I have to analyze different log files which include retrieving time-stamp, URL, etc. I am using multithreading for this. Each thread is accessing different log file and doing the task. Program for doing it :
public class checkMultithreadedThroughput{
public static void main(String args[]){
ArrayList<String> fileNames = new ArrayList<>();
fileNames.add("log1");
fileNames.add("log2");
fileNames.add("log3");
fileNames.add("log4");
fileNames.add("log5");
fileNames.add("log6");
fileNames.add("log7");
fileNames.add("log8");
fileNames.add("log9");
Thread[] threads = new Thread[fileNames.size()];
try{
for(int i=0; i<fileNames.size(); i++){
threads[i] = new MultithreadedThroughput(fileNames.get(i));
threads[i].start();
}
}catch(Exception e){
e.printStackTrace();
}
}
}
class MultithreadedThroughput extends Thread{
String filename = null;
MultithreadedThroughput(String filename){
this.filename = filename;
}
public void run(){
calculateThroughput();
}
public void calculateThroughput(){
String line = null;
BufferedReader br = null;
try{
br = new = new BufferedReader(new FileReader(new File(filename)));
while((line = br.readLine())!=null){
//do the analysis on line
}
}catch(Exception e){
e.printStackTrace();
}
}
}
Now in the MultithreadedThroughput class which extends Thread I am reading file using BufferedReader. The whole process takes around 15 minutes (file size is big around 2GB each). I want to optimize the program in such a way that it takes less time.

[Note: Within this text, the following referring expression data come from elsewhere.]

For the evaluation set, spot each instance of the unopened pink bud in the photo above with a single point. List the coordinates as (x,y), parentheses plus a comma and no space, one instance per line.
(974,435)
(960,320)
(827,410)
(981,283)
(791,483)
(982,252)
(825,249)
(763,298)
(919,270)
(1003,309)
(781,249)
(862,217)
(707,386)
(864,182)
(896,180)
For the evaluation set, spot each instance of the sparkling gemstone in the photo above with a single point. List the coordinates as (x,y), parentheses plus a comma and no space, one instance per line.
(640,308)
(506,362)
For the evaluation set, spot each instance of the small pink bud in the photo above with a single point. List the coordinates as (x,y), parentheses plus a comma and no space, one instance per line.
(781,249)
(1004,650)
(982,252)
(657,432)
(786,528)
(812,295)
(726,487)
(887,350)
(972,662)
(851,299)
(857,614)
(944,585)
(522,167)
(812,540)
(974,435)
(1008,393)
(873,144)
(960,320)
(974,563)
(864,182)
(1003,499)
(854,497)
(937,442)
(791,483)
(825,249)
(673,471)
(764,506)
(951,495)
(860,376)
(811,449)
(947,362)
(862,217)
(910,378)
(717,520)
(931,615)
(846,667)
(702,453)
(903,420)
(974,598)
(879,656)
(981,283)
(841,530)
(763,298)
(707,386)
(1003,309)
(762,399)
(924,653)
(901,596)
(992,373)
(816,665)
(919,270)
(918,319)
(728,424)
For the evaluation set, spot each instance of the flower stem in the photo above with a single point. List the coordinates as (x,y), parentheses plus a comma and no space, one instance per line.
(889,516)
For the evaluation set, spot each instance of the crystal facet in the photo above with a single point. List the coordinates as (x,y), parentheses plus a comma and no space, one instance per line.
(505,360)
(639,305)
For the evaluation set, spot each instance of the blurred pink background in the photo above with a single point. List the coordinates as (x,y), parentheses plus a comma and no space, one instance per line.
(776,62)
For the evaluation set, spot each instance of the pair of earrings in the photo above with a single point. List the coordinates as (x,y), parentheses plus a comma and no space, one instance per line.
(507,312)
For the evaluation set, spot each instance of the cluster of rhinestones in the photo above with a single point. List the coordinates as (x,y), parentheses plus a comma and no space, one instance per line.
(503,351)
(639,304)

The solution which I thought instead of starting threads on all log files, I will take one large log file at a time, split the large file into chunks (number of chunks equal to number of processor) and then starting threads on them OR other solution to have the same program as previous but instead of reading one line at a time, read multiple lines at a time and do the analysis.But I dont know any of them. Please explain the solution.
In the calculateThroughput method I have to estimate throughput of a URL in per hour interval. So suppose if I break the files depending on number of processor then it may break in between one interval i.e. Suppose interval start at 06.00.00 till 07:00:00 (one interval) like this their will be 24 interval (one day) in each log file. So if I break a large log file it may break in between an interval and if it does that one interval calculating how I will do. That's the problem I am facing with splitting of file.